Of course we could all go around naked as Nature intended! 😉
Just to check which apple you’re comparing to which orange, were the rapes in the stall and in the bathroom, or in the bathroom but not in the stall? In one case, the details of the stall construction might be relevant, in the other case, not.
There were unisex toilets in my secondary school and in many of the smaller university buildings I where I studied and most of my workplaces. (Some of the buildings were converted private houses.) It never even occurred to me that I should be uncomfortable there. I have had more than my share of dangerous encounters with male strangers, but none of them happened in a shared bathroom. It all depends on the context and the venue, I guess
Collapse is statistically more likely to be due to drug overdose. Imagine the surprise on opening a persistently locked floor-to-ceiling self-contained bathroom door to find someone had died in it three days ago.
Not so sure about men’s toilets being worse. A self-contained unisex bathroom between my humble office and the adjacent nursing ward was used at least 90:10 by women. It was common to find yards and yards of soaking wet toilet paper discarded on the floor, sometimes still draped over the toilet seat. Some women apparently squat with their feet on the seat instead of sitting on it. If you think men have poor aim…
From Simon, who says that “McDonald’s has no sense of humor”:
The humour here is in imagining that McDonald’s control where their adverts go to that level. These “adverts on a belt” machines, where the displayed poster is changed several times a minute, don’t vary which adverts are displayed under any control of either the roll-changing person, or the people buying the advert-eyeball-seconds.
It’s the level of foolishness I’d expect from the Daily Fail.
Contra Jerry, I just said “no sense of humor” I meant (but didn’t specify) those who objected.The perils of ambiguity!
Had I thought MickyDs had done it deliberately I’d have been more amused.
You folks are having a shockingly difficult time understanding the urinal story. Currently transgender students use the bathroom according to their gender: ‘District procedures say students can access the bathroom that “corresponds to their gender identity consistently asserted at school.” … That procedure still applies.’
Somebody had a problem with that: “But a proposal that came before the school board called for no longer allowing students to use school bathrooms and locker rooms based on their gender identity”. The proposed compromise is to have only stalls in restrooms.
Trans students have been using restrooms corresponding to their gender and there’s no indication in the article that this has caused any problems. That’s the status quo. The only reason a change is being proposed is because some people who are very concerned about children’s genitals are upset by that status quo. Trans men don’t care if cis men use urinals.
I guess we’re not as savvy as you are. Please knock off stuff like the first sentence, in which you say you’re shocked by how dense we are, and be more civil, please. The rest of the post is fine.
Just a guess about the urinal issue: perhaps someone is anticipating that the next TRA demand will be installation of urinals in women’s bathrooms to accommodate girls with penises who prefer standing.
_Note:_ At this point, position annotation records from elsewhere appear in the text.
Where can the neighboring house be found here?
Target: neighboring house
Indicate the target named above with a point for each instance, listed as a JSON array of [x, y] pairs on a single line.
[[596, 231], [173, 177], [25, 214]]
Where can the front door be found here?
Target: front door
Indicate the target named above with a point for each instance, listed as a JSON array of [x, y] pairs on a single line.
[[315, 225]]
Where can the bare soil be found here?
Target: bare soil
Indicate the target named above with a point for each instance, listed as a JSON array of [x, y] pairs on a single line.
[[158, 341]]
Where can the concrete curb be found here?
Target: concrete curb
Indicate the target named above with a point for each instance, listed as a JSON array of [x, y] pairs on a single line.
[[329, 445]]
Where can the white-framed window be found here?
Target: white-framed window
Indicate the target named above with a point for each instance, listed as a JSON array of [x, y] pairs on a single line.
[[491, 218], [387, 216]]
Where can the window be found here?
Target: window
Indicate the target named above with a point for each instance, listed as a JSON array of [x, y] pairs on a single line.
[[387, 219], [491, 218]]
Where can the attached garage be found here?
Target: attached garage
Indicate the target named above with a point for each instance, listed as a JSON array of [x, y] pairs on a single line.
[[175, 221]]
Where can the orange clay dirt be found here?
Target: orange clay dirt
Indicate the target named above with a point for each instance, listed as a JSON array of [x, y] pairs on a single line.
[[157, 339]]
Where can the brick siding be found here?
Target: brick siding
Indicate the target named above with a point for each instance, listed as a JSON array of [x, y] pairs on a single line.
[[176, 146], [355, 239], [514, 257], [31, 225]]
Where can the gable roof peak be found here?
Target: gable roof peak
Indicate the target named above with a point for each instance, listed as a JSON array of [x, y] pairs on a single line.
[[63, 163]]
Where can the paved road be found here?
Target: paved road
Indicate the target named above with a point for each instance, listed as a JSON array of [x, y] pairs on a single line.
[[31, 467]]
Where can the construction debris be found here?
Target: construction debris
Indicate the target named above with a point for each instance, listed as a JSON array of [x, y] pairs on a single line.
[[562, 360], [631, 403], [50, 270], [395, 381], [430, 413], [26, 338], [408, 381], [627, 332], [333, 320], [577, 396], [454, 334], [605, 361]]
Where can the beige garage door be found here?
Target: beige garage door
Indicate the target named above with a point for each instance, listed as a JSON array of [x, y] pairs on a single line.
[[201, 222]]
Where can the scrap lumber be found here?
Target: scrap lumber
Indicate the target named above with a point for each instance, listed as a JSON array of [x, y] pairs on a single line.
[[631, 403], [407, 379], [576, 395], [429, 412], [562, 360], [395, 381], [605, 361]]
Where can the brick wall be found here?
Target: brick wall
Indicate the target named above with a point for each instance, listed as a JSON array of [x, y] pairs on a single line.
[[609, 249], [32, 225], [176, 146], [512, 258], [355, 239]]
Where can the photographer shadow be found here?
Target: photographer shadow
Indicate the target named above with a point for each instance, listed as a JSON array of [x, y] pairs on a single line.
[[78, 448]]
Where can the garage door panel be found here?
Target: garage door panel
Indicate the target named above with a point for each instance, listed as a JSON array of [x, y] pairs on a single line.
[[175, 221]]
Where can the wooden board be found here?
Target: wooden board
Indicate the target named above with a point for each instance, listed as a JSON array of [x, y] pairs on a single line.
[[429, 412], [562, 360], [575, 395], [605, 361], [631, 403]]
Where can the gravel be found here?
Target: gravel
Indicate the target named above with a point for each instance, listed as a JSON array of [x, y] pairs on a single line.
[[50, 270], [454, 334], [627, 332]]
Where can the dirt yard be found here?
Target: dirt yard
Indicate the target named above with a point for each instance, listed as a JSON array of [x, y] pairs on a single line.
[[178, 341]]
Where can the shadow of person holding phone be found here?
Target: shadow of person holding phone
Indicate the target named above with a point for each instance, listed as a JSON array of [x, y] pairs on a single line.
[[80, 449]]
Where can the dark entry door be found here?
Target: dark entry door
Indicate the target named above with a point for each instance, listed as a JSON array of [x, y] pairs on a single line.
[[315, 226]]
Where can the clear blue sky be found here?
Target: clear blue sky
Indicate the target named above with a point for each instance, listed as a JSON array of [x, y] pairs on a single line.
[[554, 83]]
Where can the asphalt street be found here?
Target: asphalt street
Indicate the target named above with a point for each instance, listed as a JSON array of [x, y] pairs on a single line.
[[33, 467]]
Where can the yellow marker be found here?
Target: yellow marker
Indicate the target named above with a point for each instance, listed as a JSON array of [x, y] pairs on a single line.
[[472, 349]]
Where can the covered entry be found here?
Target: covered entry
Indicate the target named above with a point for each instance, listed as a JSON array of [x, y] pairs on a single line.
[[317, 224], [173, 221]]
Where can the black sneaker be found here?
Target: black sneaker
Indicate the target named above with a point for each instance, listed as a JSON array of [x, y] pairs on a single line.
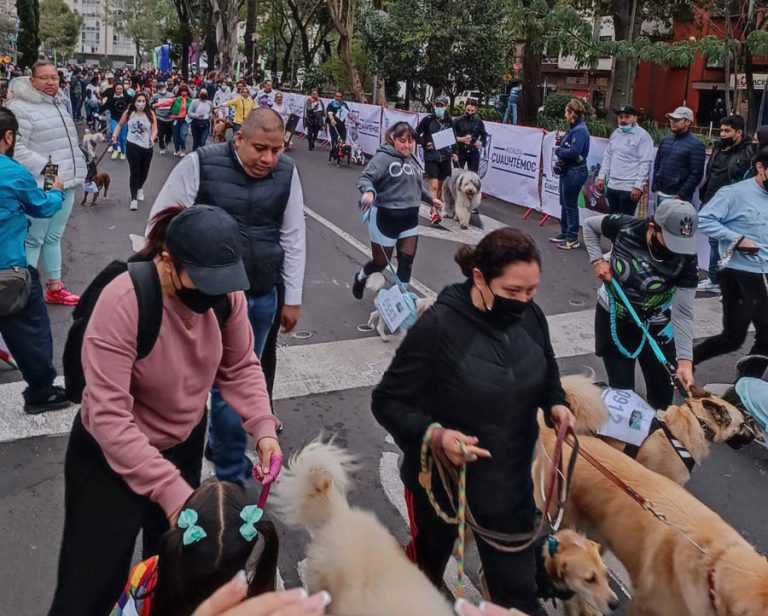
[[358, 287], [56, 401]]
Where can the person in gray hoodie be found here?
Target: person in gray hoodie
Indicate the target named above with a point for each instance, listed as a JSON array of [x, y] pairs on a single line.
[[392, 190]]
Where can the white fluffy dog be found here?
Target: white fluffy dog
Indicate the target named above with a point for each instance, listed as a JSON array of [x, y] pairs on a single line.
[[461, 195], [375, 283], [351, 554]]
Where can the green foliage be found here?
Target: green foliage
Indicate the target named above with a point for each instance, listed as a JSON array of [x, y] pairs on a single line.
[[59, 26], [28, 42]]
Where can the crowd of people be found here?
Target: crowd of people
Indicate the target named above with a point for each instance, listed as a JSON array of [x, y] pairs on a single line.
[[223, 270]]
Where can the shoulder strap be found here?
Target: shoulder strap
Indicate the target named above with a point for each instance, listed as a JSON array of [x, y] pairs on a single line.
[[149, 296]]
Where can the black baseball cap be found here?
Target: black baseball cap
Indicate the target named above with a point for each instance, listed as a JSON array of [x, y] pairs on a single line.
[[628, 109], [207, 242]]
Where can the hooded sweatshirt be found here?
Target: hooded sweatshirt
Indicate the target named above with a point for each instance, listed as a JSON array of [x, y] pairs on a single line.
[[459, 368], [394, 179]]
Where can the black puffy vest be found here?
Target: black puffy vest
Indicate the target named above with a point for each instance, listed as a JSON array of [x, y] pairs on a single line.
[[258, 206]]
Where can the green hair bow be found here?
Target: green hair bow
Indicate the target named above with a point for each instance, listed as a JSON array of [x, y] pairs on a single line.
[[251, 514], [192, 533]]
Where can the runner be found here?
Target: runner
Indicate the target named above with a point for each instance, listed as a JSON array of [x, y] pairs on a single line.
[[392, 190], [654, 261], [142, 130]]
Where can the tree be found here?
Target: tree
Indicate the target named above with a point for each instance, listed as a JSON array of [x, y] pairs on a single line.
[[28, 42], [59, 26]]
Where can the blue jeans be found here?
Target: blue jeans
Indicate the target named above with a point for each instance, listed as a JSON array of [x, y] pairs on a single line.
[[571, 182], [28, 336], [226, 435], [121, 138], [180, 130], [714, 259]]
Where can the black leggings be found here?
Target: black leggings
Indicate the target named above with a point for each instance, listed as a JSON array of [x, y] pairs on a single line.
[[139, 160], [103, 517], [621, 370]]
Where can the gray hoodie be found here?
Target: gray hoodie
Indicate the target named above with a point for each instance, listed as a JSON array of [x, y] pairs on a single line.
[[395, 180]]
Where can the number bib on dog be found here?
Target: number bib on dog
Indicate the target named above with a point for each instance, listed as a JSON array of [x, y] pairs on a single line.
[[630, 416]]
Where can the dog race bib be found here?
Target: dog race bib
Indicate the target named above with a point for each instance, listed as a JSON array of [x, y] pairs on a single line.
[[392, 307], [629, 418]]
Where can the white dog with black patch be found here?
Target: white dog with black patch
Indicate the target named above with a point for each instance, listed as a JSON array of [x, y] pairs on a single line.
[[461, 196]]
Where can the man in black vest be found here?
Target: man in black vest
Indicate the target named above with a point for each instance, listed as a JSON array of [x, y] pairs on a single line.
[[250, 178]]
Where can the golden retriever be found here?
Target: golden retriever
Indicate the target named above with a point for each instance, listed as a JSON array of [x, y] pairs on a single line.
[[722, 575], [698, 422], [351, 554]]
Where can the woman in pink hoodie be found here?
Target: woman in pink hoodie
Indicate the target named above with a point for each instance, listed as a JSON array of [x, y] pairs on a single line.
[[135, 450]]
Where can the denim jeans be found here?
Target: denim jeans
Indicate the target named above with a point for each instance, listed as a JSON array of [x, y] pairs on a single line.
[[714, 260], [28, 336], [620, 202], [226, 435], [571, 182], [180, 129]]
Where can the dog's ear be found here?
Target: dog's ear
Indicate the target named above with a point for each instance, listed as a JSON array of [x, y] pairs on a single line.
[[719, 412], [699, 392]]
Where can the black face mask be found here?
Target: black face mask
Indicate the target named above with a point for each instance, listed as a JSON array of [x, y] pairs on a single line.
[[658, 251], [505, 311], [196, 300]]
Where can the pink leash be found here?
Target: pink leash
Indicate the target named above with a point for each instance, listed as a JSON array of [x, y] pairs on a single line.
[[275, 465]]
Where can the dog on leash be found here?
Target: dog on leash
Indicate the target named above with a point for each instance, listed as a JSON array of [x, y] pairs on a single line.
[[350, 554], [461, 195], [681, 436], [701, 567], [375, 283]]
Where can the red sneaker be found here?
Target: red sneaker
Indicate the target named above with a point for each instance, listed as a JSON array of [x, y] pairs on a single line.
[[61, 296]]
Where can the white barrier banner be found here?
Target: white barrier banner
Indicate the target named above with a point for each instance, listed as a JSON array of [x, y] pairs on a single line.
[[364, 126], [509, 164]]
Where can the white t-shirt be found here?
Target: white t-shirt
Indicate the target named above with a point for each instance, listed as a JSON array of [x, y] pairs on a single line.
[[140, 130]]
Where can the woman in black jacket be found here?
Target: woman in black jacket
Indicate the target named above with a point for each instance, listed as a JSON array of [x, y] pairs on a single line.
[[480, 363]]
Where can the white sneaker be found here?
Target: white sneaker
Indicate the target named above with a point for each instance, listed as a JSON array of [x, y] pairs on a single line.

Abolishing urinals for everyone could be a proactive measure.
For some reason recent events have reminded me of this. https://youtu.be/Fpu5a0Bl8eY
Me, too 🙂
After years of training the fighter pilots going after balloons (I get it that it not as easy at it sounds) must wonder what is happening. Marking the outside of the cockpit with their kill of BALLOONS!
In watching a vid of one first of these kills I could hear someone yelling something like “fuck yeah America” that got a grin on.